Archive for July, 2006

just another thought…

Tuesday, July 25th, 2006

i am truly grateful for being who i am today, even with all the fuck-ups that i have been through (mainly contributed by yours truly). but then again, if it weren’t for the fuck-ups, i wouldn’t truly appreciate the moments in my life as i do today.

i hav realised, after observing and digesting many conversations with different friends, topic of completely about anything but directly related to what i’m saying here, is that my life is pretty complete and i’m pretty contented with the moment that i am in.

its odd, as i speak to many friends about whatever, they don’t seem to know where they are heading, they don’t know why they are doing certain things, and they sure as hell are fighting with themselves internally about this. easily enough, they fall into depression, finding other meaningless (but not monotonous) things to fill their lives.

i can humbly say, that i actually know what i want, and am actually pursuing it, or in the plans to proceed and set towards the dreams that i have given myself. they are not too difficult, not too wishful, just a passion to be fulfilled. its a clear picture in my head how i would like to live my life before ending it. or retrospectively speaking, moving into a spiritual zone, an afterlife.

people have actually been given many chances, many hints, many directions and options to chose from, and yet they tend to chose the one that they don’t want, as they always think that the choice they want is the easiest choice, but in actual fact, its not.

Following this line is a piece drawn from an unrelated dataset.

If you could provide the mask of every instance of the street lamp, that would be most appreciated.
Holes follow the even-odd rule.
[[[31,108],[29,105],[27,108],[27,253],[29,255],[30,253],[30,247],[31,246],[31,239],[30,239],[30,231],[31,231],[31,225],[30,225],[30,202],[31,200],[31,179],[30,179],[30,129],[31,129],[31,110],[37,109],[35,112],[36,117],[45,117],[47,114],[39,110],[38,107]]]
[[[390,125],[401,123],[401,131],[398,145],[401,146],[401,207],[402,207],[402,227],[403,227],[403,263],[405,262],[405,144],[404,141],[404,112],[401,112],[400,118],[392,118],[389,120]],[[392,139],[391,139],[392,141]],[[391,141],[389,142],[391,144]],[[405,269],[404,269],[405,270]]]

the biggest challenge isn’t doing what you don’t want and succeeding, it is actually doing what you want, succeeding it in the first place, and to maintain that success. its how do you maintain the interest in doing it, even though its something that you want to do, but what if its over and over again, can you stand strong?

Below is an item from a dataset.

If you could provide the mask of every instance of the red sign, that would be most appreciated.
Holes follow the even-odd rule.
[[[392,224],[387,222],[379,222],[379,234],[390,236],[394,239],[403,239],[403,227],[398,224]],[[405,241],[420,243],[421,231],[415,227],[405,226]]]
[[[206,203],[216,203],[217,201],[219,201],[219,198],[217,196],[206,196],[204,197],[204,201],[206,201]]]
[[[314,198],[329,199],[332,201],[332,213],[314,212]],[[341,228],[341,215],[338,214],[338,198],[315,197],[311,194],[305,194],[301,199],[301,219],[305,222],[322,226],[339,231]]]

i’m at that stage. i’m finding the challenge of maintaining the passion of what i do, hoping to god that i don’t walk down that same path of destruction again when i get bored of what i’m doing.

Jazzin it Again

Tuesday, July 18th, 2006

for some reason, i can’t seem to find the rite words to say these days.

just finished one of my biggest personal projects last fri nite. it was my club’s installation dinner and dance. theme "jazzin it again". yeah u can guess, loads of glam, dancing, singing, rackj’s jazzin it again.

the program of the nite was definitely something to shout about, but the outcome, i feel, lack climax. or mayb i’m just too tired / stressed / nervous to enjoy the nite, i even fucked up my speech :D completely forgetting all protocols.

but anyways, as soon as it was over, we headed to savahn and i had a blast letting go all the stress. having long sighs of relieve. it was bliss…

am waiting for the pictures to be uploaded.. check it out urselves later on~!

oh oh… another thing, to my friends who supported me that nite, be it being there physically or in spirit, thank you… you honestly don’t know how much it meant for me to have your support. thank you…

dtoo dramatically tragic

Sunday, July 2nd, 2006

details too dramatic, too embarassing, too painful, but fortunately not too emotional.

must be just my luck to meet and go out with the wrong guys all the time… it wasn’t as though i knew something was just too good to be true about this one. this one was fucking married. and i’m the playa of the year. how dare he bringing her… to my ‘home’??!! no excuses, i give up, no more…

grrrrrrrrrrrrrrrrrrrrrrrrrrr~!!!!!!! geramnye~!! kurang asam~!!